Son homologue au Centre de services scolaire au Coeur-des-Vallées (CCSCV), Daniel Bellemare, ne cache pas que ces contraintes «ne seront pas évidentes», surtout que certains chauffeurs «font le trajet du primaire et du secondaire» et que quelques-uns ne sont pas revenus au travail en mai et juin en raison de leur âge.
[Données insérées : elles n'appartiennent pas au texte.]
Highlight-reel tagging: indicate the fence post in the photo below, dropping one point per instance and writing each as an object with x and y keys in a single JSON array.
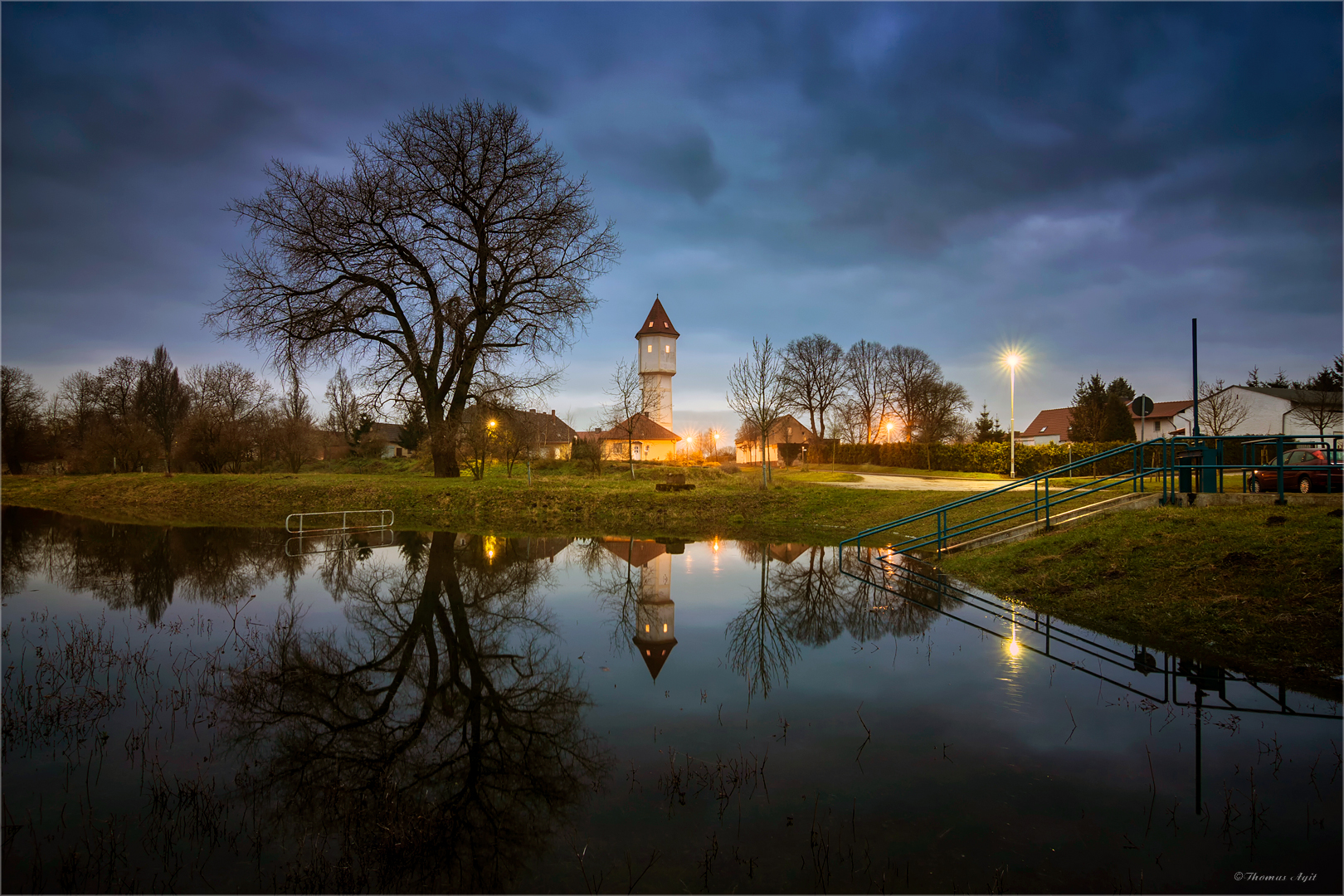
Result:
[{"x": 1278, "y": 448}]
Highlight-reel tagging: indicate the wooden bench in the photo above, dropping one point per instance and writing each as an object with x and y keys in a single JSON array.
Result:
[{"x": 676, "y": 483}]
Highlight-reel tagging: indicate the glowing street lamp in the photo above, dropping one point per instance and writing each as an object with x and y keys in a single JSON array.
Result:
[{"x": 1012, "y": 360}]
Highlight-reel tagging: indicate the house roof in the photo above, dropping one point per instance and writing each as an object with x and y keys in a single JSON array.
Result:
[
  {"x": 636, "y": 553},
  {"x": 548, "y": 427},
  {"x": 1164, "y": 409},
  {"x": 1298, "y": 397},
  {"x": 655, "y": 653},
  {"x": 657, "y": 323},
  {"x": 786, "y": 429},
  {"x": 645, "y": 430},
  {"x": 1053, "y": 422}
]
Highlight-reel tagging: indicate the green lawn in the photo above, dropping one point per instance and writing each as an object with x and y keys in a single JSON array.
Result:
[{"x": 1252, "y": 589}]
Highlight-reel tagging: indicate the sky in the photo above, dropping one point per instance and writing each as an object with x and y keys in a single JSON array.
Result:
[{"x": 1074, "y": 182}]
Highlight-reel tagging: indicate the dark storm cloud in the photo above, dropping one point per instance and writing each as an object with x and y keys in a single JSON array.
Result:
[
  {"x": 969, "y": 109},
  {"x": 944, "y": 175},
  {"x": 678, "y": 158}
]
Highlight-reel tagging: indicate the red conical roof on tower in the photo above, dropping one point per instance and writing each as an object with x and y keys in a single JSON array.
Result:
[{"x": 657, "y": 323}]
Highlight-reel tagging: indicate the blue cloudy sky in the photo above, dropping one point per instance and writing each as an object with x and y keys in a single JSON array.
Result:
[{"x": 1079, "y": 180}]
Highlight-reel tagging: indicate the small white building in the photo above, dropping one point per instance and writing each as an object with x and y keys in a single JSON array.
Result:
[{"x": 1278, "y": 411}]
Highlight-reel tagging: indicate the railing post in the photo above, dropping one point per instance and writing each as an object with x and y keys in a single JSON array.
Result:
[{"x": 1278, "y": 446}]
«Chez nous, il y a un grand secteur rural alors à peu près 60% des élèves sont transportés par autobus et on estime que la règle d'un mètre (de distanciation) va nous amener à une capacité d'environ 25%. Mettre plus d'autobus sur la route, ce n'est pas aussi simple que ça. Ça pourrait vouloir dire que des heures seront décalées et qu'il faudra aussi réajuster les heures des services de garde. Je parle au conditionnel, il faudra voir comment on va arrimer tout cela. L'humain, on le sait, c'est un être de routine, alors lorsqu'on change les habitudes, il y a des impacts. Par exemple, quelqu'un qui est habitué d'aller chercher son enfant à cinq heures moins quart, si on décale tout ça d'une heure, ça bouleverse la vie familiale au complet. Ce n'est pas intéressant», dit-il.
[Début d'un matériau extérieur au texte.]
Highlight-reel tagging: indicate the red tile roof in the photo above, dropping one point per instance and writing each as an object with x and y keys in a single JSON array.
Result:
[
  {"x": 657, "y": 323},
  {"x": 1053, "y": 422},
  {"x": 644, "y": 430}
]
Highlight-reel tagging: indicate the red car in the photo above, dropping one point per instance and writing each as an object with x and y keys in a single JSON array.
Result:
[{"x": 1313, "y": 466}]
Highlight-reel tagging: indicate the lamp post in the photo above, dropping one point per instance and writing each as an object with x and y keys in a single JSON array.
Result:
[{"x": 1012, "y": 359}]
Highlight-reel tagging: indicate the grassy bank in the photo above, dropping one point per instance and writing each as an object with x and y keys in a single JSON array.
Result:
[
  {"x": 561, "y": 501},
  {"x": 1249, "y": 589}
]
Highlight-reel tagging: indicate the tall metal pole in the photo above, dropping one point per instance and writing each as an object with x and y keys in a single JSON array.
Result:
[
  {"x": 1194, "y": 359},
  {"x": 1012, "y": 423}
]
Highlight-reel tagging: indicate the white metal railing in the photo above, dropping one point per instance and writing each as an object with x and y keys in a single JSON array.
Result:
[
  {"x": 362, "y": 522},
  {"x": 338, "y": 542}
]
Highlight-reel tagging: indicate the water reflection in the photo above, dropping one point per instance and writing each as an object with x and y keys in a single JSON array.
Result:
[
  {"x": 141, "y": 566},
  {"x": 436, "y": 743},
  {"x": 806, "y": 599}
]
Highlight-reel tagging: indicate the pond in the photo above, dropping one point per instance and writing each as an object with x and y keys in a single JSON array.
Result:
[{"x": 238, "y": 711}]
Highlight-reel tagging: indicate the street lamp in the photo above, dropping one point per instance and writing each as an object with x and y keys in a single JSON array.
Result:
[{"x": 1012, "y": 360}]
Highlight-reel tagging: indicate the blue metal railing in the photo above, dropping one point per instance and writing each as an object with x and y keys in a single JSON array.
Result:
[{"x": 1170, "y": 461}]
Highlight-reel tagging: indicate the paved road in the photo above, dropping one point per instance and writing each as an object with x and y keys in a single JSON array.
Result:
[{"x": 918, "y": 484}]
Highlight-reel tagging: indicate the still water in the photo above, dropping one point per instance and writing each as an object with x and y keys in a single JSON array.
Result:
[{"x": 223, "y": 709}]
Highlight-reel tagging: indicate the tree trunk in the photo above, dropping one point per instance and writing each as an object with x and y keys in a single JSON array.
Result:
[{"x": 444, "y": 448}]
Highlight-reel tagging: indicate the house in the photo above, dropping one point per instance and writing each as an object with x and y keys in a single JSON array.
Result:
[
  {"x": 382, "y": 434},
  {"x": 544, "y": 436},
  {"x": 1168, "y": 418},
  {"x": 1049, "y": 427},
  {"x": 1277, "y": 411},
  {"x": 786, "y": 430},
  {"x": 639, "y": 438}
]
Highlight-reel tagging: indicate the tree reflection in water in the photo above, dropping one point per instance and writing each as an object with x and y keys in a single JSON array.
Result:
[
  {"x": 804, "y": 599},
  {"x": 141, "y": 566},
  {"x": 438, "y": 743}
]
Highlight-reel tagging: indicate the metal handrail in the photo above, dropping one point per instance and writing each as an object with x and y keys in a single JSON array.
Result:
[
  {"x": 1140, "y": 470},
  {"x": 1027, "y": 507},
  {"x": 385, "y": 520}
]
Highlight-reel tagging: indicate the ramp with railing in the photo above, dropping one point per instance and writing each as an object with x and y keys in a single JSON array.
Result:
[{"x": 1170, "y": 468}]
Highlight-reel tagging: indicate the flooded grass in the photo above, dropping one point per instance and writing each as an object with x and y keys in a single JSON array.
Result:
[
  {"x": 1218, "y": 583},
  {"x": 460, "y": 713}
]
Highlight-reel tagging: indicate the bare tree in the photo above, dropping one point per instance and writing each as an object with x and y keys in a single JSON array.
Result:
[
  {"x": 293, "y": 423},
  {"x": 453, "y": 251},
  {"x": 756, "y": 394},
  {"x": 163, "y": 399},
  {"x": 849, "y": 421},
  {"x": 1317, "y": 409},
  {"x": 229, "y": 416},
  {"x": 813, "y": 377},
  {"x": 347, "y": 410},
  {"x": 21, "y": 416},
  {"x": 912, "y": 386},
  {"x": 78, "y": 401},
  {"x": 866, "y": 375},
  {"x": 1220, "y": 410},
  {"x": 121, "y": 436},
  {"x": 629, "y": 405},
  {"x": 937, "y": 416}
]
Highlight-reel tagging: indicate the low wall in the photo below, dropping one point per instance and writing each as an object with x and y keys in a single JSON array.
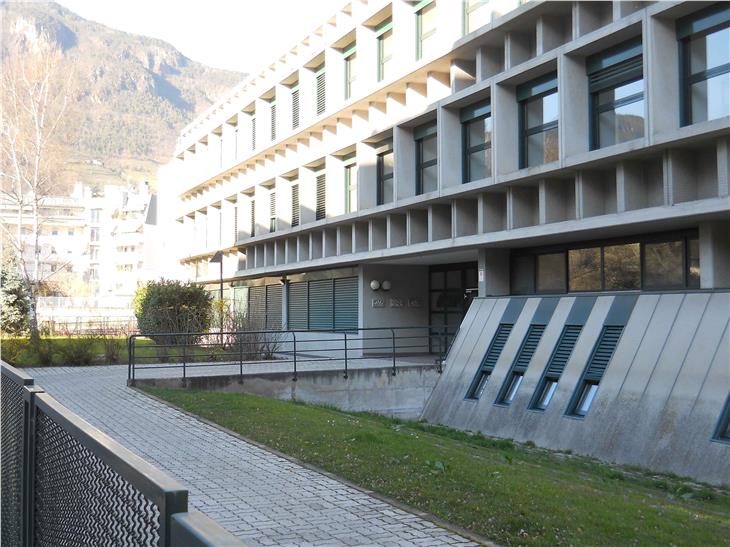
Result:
[{"x": 364, "y": 390}]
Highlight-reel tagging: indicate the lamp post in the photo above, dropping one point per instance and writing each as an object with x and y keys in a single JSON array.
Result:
[{"x": 218, "y": 257}]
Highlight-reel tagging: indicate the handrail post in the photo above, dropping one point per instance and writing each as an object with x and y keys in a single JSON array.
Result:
[
  {"x": 294, "y": 338},
  {"x": 392, "y": 332},
  {"x": 345, "y": 354}
]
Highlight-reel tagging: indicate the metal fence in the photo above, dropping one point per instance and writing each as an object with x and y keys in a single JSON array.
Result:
[
  {"x": 64, "y": 482},
  {"x": 263, "y": 348}
]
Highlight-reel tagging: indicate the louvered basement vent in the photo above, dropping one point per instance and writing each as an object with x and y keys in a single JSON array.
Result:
[
  {"x": 295, "y": 205},
  {"x": 321, "y": 210}
]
Au Centre de services scolaire des Portages-de-l'Outaouais (CSSPO), le son de cloche est très similaire.

«Évidemment, on va miser d'abord et avant tout sur la collaboration des parents, on a déjà eu une belle réponse de leur part au printemps. On travaille déjà sur des scénarios qui pourraient impliquer une deuxième vague (de transport) ou des modifications d'horaires. À tout cela s'ajoute l'enjeu de la disponibilité des chauffeurs et des flottes d'autobus», note la porte-parole Maude Hébert. 


« Si on parle d'un retard de quelques minutes, c'est une chose, mais si c'est une heure, c'est possible que ça ait des impacts par ricochet sur les heures de classe »
Manon Dufour

«Un joyeux casse-tête»

Pour le président-directeur général de la Fédération des transporteurs par autobus, Luc Lafrance, il est clair que la rentrée ne sera pas comme les autres. 

«Avec un mètre, c'est sûr qu'on va pouvoir accueillir un peu plus d'élèves, on va passer d'une dizaine à une vingtaine. Sauf qu'à partir du moment où tous les élèves du primaire seront de retour, ça va être un joyeux casse-tête si tous ceux qui prenaient l'autobus avant continuent à le prendre. Le ministre a demandé aux parents de réfléchir à l'idée d'aller reconduire leur enfant, mais à partir du moment où le service est disponible, plusieurs risquent de vouloir l'utiliser. Ce ne sera pas évident. Va-t-on ajouter des circuits? Va-t-on avoir des vagues d'entrées et de sorties? Des autobus supplémentaires? Des chauffeurs? C'est l'autre grande question», affirme-t-il. 

Qu'importe les scénarios envisagés, l'organisation, qui représente entre autres des compagnies telles que Bigras Transport, Autobus Campeau, Baie Transport et Autobus LaSalle en Outaouais, indique qu'elle collaborera avec les centres de services scolaires. Des rencontres de planification sont déjà l'agenda.